The sampler part never caught on but the synthesizer had great sounds. 
Programming ithe PPG left everyone totally lost.

The PPG Wave 2.2

The Kurzweil 250
After I met Ray Kurzweil 
at the 1985 NAMM show, 
we purchased one of the first Kurzweil 250s 
for Unique Recording. 
Sampling with mac interface was really painfull. The sounds never compared to Ray Kurzweil's internal sampled piano sound. 
Clients used the K250 until Roland's MKS20 
low priced piano module changed all that.
Although the AMS DMX1580s 
did not have midi , 
it's sampler was triggerable from tape. 
It changed mixing forever. 
The Lord Alge brothers and Bob Rosa 
were among the engineers 
that used the AMS samplers 
to change the sound of Kick and Snare. 
This can be heard on the remix of Bruce Springsteins "Dancin' In The Dark".

Engineer Bob Rosa & Producer Keith Diamond 
Studio B -Unique Recording circa 1984 
with 4 AMS DMX 1580s delays 

The Publison Infernal 90 Sampler followed the AMS. It had full bandwidth stereo sampling, riggerable inputs from tape and the best pitch shifting computer for it's time period.
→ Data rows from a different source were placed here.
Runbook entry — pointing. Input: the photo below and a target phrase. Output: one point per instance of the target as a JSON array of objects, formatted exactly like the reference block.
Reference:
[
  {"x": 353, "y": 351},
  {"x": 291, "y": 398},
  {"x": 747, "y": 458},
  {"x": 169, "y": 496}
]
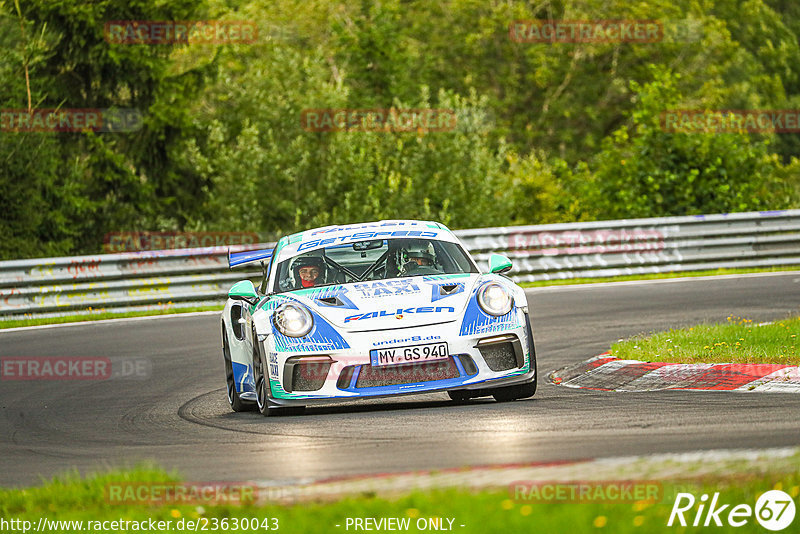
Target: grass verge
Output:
[
  {"x": 659, "y": 276},
  {"x": 72, "y": 498},
  {"x": 14, "y": 323},
  {"x": 736, "y": 341}
]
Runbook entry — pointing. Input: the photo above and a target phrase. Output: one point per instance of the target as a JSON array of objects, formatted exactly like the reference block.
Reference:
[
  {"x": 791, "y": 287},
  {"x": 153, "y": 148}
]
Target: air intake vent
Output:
[
  {"x": 306, "y": 374},
  {"x": 499, "y": 356},
  {"x": 393, "y": 375}
]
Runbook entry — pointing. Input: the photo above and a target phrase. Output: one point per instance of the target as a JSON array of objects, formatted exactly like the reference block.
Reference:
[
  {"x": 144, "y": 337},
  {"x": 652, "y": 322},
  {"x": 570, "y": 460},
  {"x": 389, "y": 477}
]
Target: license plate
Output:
[{"x": 410, "y": 354}]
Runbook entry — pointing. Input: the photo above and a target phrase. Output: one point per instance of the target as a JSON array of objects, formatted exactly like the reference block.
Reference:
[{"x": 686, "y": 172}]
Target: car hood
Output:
[{"x": 391, "y": 304}]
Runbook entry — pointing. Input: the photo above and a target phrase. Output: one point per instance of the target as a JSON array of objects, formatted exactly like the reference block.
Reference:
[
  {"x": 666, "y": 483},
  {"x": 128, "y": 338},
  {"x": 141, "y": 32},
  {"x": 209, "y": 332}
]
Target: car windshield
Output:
[{"x": 376, "y": 259}]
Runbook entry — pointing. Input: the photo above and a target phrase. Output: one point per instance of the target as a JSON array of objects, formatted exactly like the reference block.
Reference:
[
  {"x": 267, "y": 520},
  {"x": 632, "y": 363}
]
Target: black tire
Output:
[
  {"x": 236, "y": 402},
  {"x": 263, "y": 404}
]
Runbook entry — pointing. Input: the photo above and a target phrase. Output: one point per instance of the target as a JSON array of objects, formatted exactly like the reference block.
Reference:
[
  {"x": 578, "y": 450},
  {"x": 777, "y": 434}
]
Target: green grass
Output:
[
  {"x": 658, "y": 276},
  {"x": 736, "y": 341},
  {"x": 485, "y": 511},
  {"x": 112, "y": 315},
  {"x": 14, "y": 323}
]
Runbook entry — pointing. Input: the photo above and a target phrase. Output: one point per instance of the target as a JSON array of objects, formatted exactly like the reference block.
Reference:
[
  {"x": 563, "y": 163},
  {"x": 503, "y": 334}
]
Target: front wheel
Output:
[{"x": 235, "y": 401}]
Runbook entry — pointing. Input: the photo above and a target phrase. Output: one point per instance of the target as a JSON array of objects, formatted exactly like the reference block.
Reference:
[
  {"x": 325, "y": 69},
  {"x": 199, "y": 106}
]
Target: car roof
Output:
[{"x": 320, "y": 237}]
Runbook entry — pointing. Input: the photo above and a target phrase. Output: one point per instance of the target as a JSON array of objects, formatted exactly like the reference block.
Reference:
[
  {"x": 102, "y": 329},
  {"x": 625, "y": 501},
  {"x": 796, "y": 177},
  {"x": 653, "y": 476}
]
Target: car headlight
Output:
[
  {"x": 293, "y": 320},
  {"x": 494, "y": 299}
]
The Publison Infernal 90 Sampler

The Linn 9000
In 1986 Kevin Kent contacted me to consult for Roger Linn's Linn 9000. 
We tried our hardest to perfect it. 
It had it's downfalls but it was the new workhorse. 
I was again busy making samples for the Linn 9000
and perfecting the internal sequencer.

Mike Mathews (Electro Harminx) got me 
to help with another new sampler. 
It was actually made up of eight memory man delay pedals with Midi. 
It was the Akai S900. 
I made samples for the S900 as well. 
The S900 was the first affordable sampler 
with  8 triggerable inputs that worked from Simmons drum pads as well as tape

Akai S900 Sampler

Akai MPC-60
Roger Linn finally sold his Linn 9000 to Akai. 
With Akai's backing it became the MPC60 and finally MPC3000 and MPC2000.

Although I had nothing to do with Emu's SP1200 
we had the early prototypes to use at Unique. 
Emu's SP1200 became the "Rap" machine. 
It looped and locked to tape flawlessly.

Emu SP1200


Korg M1
We built spearate programming room. 
Programmers camme to make their sounds.. 
I hired Jack Hotop to run this room. 
 He eventually went to Korg, 
where he programed the sounds 
of the Poly Six, M1, SG1 and O1W. 
He passed on an touring offer 
as keyboard player for the band Yes for this gig. 
Two other programmers 
that made this room their home were 
Dr.Bob Khozouri and Billy Cobin aka Billy James.

When Steve Winwood came and saw this room he was like a kid in a candy store.
It led to recording his 1986 "Back In The High Life" Lp.
with producer Russ Titleman at Unique Recording Studios.